Pour répondre à ces pressions, une charte sur la pêche artisanale durable a été adoptée en novembre 2024. Elle vise à encadrer l’exploitation des ressources halieutiques et à instaurer une gouvernance participative impliquant administrations, communautés locales et organisations de la société civile. Prenant la parole au nom de l’organisation Tube Awu qu’il préside, M. Denis Gnamaloba a clairement exprimé leurs attentes: « par cette rencontre nous avons souhaité recueillir la perception des parties prenantes sur la mise en œuvre de la charte. Mais également c’est l’occasion de présenter et valider une grille d’évaluation pour en mesurer les progrès. Ainsi, ce sera d’un commun accord que se mettra en place un mécanisme de plainte fonctionnel et transparent. En plus de renforcer les capacités techniques des pêcheurs sur les bonnes pratiques lorsque des tortues marines et dauphins sont capturés accidentellement ou échoués vivants ».

M. Mbipite Gaspard / Conseiller de l’association des pêcheurs du village Beyo, exprimant ses préoccupations à l’occasion de cet atelier.
La charte et son ajustement illustrent une ferme volonté de concilier protection de la biodiversité et préservation des moyens de subsistance des communautés locales. Mais son succès dépendra de la mise en place effective des outils de gouvernance, de la transparence dans la gestion des ressources et de la cohésion entre acteurs. Car il faut bien préciser que l’insuffisance de protocoles pour la gestion des espèces marines protégées, ainsi que le manque de ressources financières pour le bon fonctionnement du comité de vigilance, a entrainé des frustrations et tensions entre parties prenantes, particulièrement des pêcheurs, révélant des attentes non satisfaites.
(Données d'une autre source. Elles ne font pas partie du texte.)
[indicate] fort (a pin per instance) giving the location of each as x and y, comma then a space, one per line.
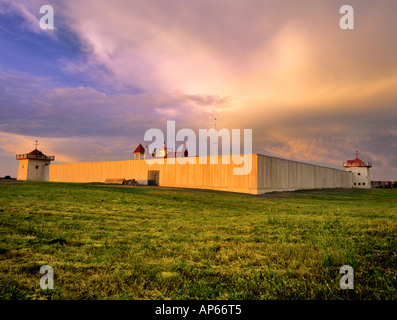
268, 174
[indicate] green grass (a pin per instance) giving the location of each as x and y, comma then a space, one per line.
118, 242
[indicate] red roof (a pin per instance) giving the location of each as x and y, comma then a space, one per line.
36, 153
139, 149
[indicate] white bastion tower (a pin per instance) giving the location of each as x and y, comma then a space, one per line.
34, 165
361, 170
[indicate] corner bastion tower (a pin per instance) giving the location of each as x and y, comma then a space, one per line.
361, 172
34, 165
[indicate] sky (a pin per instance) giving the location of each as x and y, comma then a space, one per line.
89, 89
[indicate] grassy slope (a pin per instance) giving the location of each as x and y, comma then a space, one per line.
114, 242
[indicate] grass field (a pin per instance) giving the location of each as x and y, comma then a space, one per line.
119, 242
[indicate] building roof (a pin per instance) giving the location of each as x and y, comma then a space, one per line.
139, 149
357, 163
357, 160
36, 153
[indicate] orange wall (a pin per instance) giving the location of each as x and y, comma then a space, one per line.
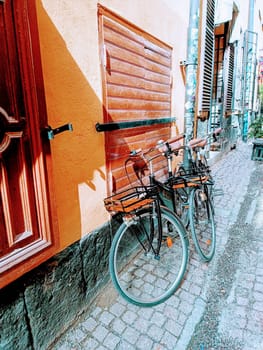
71, 68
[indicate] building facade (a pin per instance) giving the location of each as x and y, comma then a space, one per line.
82, 84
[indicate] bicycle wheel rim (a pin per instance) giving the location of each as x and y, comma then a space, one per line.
202, 223
181, 205
139, 276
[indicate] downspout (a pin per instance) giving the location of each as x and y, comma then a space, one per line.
247, 113
191, 74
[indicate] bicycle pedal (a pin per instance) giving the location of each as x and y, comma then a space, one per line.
218, 192
169, 242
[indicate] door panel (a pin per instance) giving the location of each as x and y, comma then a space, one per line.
25, 212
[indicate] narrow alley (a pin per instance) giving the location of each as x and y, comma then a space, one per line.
219, 305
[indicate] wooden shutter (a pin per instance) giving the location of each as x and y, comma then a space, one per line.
228, 79
25, 228
206, 58
136, 72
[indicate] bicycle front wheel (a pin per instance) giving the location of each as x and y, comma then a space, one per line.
202, 223
140, 274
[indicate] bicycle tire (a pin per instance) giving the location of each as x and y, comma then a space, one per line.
202, 223
139, 276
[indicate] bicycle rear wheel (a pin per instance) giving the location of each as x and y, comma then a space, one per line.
140, 275
202, 223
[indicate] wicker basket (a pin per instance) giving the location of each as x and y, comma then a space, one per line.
131, 199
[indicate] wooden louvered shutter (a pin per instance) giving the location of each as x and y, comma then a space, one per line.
206, 58
136, 77
228, 79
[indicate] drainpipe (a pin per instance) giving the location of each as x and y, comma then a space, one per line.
248, 86
191, 74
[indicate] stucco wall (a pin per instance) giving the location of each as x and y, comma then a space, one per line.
71, 68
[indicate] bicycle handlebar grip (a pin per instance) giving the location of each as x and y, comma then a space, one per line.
195, 142
176, 138
135, 152
217, 131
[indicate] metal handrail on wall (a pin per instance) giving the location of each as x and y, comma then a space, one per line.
132, 124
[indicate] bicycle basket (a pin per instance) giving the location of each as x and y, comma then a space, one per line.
131, 199
189, 179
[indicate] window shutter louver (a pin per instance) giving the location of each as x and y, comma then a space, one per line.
228, 79
206, 59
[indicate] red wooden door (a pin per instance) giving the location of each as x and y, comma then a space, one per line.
25, 229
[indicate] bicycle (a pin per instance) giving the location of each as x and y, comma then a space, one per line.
149, 252
198, 199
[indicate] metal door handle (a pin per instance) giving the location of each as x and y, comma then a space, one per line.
52, 132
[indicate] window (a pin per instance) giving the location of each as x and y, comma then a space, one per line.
136, 73
228, 79
206, 58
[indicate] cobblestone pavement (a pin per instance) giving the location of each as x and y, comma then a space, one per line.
219, 305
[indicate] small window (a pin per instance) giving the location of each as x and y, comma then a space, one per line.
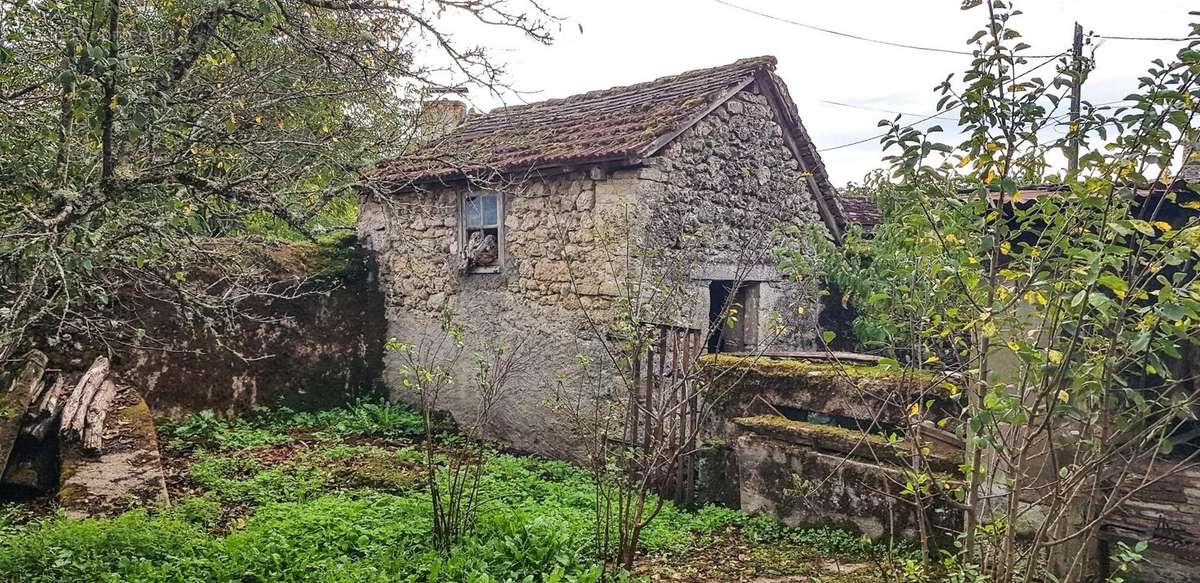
481, 234
732, 312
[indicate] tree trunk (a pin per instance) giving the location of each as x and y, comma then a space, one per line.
75, 412
94, 420
15, 401
46, 412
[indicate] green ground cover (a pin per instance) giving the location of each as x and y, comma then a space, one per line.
337, 497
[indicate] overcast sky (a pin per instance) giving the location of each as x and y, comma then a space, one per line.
630, 41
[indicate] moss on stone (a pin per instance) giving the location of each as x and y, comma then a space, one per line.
843, 440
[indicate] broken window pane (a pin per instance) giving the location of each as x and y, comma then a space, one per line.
490, 210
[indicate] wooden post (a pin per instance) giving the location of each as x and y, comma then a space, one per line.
1077, 92
75, 412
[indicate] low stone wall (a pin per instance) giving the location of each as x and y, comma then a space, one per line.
1167, 515
315, 350
814, 475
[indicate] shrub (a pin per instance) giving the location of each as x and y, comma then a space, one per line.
133, 546
364, 418
205, 430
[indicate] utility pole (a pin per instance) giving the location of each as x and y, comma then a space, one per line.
1077, 90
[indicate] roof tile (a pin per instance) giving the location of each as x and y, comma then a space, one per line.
611, 124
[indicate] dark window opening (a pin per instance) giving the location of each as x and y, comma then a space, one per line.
816, 418
483, 236
1185, 440
731, 308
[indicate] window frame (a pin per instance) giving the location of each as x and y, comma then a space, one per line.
465, 229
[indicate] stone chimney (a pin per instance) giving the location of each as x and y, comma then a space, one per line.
442, 114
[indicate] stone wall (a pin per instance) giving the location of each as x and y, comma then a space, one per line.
574, 242
1165, 514
809, 481
316, 350
558, 275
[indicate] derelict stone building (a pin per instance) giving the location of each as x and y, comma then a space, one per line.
532, 223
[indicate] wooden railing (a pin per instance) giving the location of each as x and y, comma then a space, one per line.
664, 410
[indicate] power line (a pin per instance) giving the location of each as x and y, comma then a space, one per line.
1155, 38
876, 109
857, 37
935, 114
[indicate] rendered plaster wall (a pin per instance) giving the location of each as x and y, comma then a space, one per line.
316, 350
803, 486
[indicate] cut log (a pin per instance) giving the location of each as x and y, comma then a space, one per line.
43, 415
15, 401
75, 410
30, 377
94, 421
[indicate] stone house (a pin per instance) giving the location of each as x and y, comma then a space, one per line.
533, 223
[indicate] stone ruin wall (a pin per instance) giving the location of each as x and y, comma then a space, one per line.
725, 187
317, 350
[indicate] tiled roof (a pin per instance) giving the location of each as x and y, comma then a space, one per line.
610, 124
857, 210
622, 124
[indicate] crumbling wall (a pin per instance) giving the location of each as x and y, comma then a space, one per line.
562, 266
1167, 515
703, 209
316, 350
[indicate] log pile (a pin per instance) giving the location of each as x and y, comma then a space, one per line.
48, 402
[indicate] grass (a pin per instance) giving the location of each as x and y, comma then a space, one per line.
337, 497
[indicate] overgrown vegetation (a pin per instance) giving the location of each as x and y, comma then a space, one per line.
329, 497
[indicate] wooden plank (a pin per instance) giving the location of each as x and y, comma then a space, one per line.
45, 414
94, 420
75, 412
633, 402
648, 428
16, 401
676, 437
694, 414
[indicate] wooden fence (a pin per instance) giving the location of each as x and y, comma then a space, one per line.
664, 410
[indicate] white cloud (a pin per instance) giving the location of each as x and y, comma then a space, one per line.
630, 41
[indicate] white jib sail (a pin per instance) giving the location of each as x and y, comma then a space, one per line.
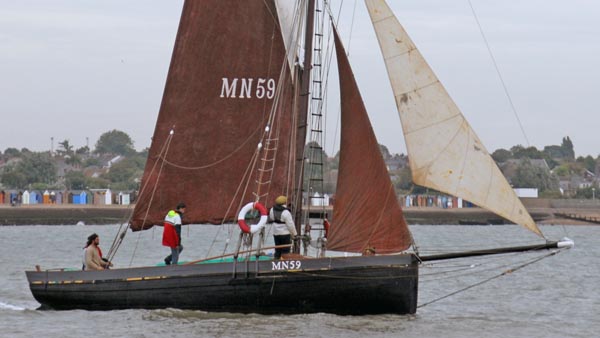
445, 153
291, 15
M.Joël Wamba/ Responsable du programme pêche et mégafaune à Tube Awu.
Au moment de sa création, la charte avait pour ambition d’incarner une nouvelle gouvernance locale, inspirée des critères de la Liste verte de l’UICN. Mais les insuffisances constatées montrent que sans outils clairs, financements transparents et mécanismes de redevabilité, elle risque de devenir un instrument symbolique plutôt qu’un levier réel de durabilité.
Parmi les participants M. Abdoul Djamil Dodo, Manager QHSSE (Qualité Hygiène Sécurité , Sureté et Environnement) à KMT ( Kribi Multipurpose Terminal), a donné ses impressions ainsi qu’il suit: « l’initiative de Tube Awu est à féliciter, mais cartographier les doléances des différentes OSC va faciliter l’accompagnement du secteur privé, ainsi on va mener une réflexion sur de meilleures solutions alternatives ».
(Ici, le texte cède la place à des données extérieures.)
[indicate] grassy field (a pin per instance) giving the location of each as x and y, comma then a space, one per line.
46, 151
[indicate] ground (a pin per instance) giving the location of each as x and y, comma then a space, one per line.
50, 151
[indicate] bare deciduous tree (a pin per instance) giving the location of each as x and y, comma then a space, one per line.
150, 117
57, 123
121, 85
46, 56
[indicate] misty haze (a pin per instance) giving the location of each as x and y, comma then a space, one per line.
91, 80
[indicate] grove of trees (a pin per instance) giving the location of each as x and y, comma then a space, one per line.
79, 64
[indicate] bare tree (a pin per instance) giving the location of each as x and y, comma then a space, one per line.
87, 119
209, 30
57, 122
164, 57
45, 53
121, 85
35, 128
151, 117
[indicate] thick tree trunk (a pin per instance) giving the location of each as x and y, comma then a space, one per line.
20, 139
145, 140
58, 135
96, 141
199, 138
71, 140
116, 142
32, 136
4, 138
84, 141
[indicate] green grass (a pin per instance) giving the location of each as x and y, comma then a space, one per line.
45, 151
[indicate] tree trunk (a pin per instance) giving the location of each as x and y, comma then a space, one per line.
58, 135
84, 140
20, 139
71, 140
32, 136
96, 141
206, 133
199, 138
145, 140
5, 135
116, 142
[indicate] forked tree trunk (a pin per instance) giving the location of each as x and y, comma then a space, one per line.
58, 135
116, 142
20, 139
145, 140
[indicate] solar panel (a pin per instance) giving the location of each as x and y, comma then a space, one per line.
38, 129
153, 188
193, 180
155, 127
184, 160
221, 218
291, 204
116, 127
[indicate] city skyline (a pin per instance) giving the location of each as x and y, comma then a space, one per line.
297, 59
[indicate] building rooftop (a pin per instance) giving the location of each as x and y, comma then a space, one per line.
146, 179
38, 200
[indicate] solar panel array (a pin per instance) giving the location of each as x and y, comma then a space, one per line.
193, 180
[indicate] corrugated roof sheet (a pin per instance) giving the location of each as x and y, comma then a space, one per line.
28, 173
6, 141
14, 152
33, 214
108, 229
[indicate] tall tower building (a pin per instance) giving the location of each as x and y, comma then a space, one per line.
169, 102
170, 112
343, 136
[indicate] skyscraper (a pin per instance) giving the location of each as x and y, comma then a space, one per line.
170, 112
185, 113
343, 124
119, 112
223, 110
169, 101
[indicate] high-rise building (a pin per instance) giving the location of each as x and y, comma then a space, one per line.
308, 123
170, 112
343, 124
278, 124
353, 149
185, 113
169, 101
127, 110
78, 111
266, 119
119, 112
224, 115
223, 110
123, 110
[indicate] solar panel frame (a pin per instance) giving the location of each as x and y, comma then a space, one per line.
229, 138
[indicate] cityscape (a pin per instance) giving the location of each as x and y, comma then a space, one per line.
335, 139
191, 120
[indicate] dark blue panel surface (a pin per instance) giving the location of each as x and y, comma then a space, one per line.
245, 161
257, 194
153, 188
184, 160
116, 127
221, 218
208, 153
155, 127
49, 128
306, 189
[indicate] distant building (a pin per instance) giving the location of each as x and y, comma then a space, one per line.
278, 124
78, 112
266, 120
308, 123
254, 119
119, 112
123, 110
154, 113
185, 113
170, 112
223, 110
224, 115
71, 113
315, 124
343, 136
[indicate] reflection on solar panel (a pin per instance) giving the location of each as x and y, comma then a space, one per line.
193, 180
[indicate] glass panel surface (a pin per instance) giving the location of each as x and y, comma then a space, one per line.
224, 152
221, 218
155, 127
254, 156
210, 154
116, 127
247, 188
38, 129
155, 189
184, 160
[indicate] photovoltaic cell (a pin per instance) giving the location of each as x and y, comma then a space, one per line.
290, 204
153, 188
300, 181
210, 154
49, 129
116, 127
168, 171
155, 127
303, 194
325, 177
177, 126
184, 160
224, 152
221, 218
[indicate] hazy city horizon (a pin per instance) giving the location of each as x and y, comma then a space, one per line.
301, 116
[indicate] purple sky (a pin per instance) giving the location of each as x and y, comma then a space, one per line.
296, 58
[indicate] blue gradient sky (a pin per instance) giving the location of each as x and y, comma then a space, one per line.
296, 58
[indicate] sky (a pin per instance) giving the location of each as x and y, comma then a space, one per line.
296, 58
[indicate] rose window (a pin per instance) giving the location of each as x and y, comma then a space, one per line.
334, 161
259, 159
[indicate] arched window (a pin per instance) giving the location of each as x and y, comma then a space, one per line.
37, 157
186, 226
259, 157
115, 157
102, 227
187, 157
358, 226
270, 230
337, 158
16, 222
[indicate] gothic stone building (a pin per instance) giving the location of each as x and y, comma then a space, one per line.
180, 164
Le Kribi Multipurpose Terminal (KMT) est le concessionnaire du terminal polyvalent du port en eau profonde de Kribi, au Cameroun. Il est géré par ICTSI (International Container Terminal Services Inc.), un opérateur portuaire international basé aux Philippines. KMT a atteint des records de productivité, par exemple 17 015 tonnes de clinker manutentionnées en 24 heures (709 tonnes/heure), ce qui en fait un acteur majeur dans le golfe de Guinée.
En prenant part à cet atelier, cette entreprise du secteur privé démontre sa sensibilité à la protection de l’environnement et un souci de préservation de la biodiversité marine. Chaque partenaire du secteur privé est susceptible de cofinancer les protocoles techniques pour la gestion des tortues marines et dauphins capturés accidentellement. En plus de mettre à disposition des ressources logistiques (bateaux, équipements de suivi, drones) pour renforcer la surveillance écologique. Ce qui aura pour conséquence de réduire l’empreinte écologique de ses propres activités portuaires et de valoriser des pratiques vertes en vue de l’obtention de certifications environnementales à l’instar de l’ISO 14001.